In short
- California’s SB 822 explicitly includes digital financial assets under the state’s Unclaimed Property Law, treating them as bank accounts and securities.
- The bill preserves unclaimed digital assets in their original form, preventing forced liquidation that would have triggered taxable events for consumers without their consent.
- Account holders can reclaim their original digital assets, or the net proceeds if they have already been converted, after filing a valid claim with the state comptroller.
California Governor Gavin Newsom has signed legislation making him the first state to explicitly protect unclaimed crypto from foreclosure, ensuring digital assets remain in their original form and are not converted into cash before being transferred to state custody.
Senate Bill 822Written by Senator Josh Becker (D-Menlo Park), it updates California’s decades-old Unclaimed Property Law to include digital financial assets, treating Bitcoin, Ethereum and other cryptos with the same legal framework that applies to abandoned bank accounts and securities.
The bill was unanimously passed by both chambers in September signed by Newsom on Saturday.

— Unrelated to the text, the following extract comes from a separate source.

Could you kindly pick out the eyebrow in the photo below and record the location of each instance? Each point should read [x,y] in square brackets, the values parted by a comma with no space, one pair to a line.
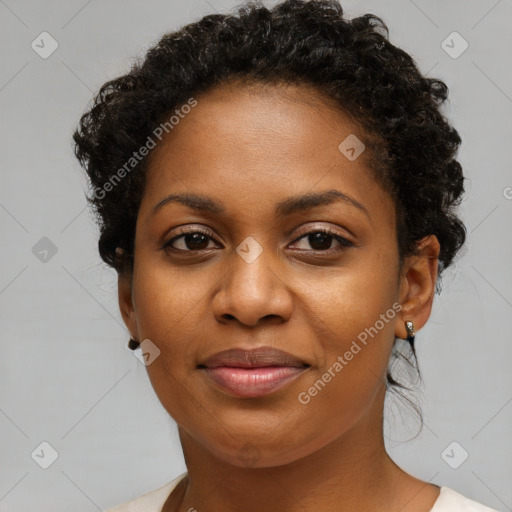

The legislation clarifies that digital financial assets are a form of intangible property subject to the Unclaimed Property Law, addressing uncertainty about how California should handle dormant crypto accounts that remain untouched for three years after failed contact attempts or inactivity.
“Previous versions of the bill would have required exchanges, custodians and wallet providers to forcibly liquidate customers’ digital financial assets before turning them over to the State Controller’s Office – essentially creating a taxable event for consumers without their knowledge or consent,” Joe Ciccolo, executive director of the California Blockchain, told me Advocacy Coalition. Declutter.
“This approach would have introduced significant operational, compliance and legal challenges for the industry, while providing little real protection for consumers,” he added, as CBAC led advocacy efforts throughout the legislature.
Another ‘important step’
The legislation is “another important step toward modernizing California’s regulatory framework to reflect the reality of digital financial assets,” Ciccolo said.
The bill prescribes specific requirements for holders of digital financial assets to notify apparent owners before a seizure occurs.
Companies must notify owners six to 12 months before assets are reported, using a controller-approved form that allows them to restart the expiration period, the bill says.
SB 822 also specifies that holders of digital financial assets must transfer the exact asset type, private keys, and exact amount, unliquidated, to the administrator’s crypto custodian within 30 days of the final reporting date.
The bill authorizes the administrator to select one or more licensed custodians for the management and custody of digital assets in custody, where custodians must have valid licenses issued by the Ministry of Financial Protection and Innovation.
The controller can then convert unclaimed cryptocurrency to fiat 18 to 20 months after filing, with valid claimants receiving either their assets or the sale proceeds, the bill said.
“SB 822 provides long-awaited clarity by extending the existing UPL framework to digital financial assets, ensuring they are treated consistently and responsibly,” he said, noting that the group will remain engaged to ensure the law is applied “consistently, transparently and in line with consumer protection objectives.”
Last weekend, Newsom also signed Senate Bill 243, making California the first state to establish explicit guardrails for AI “companion” chatbots.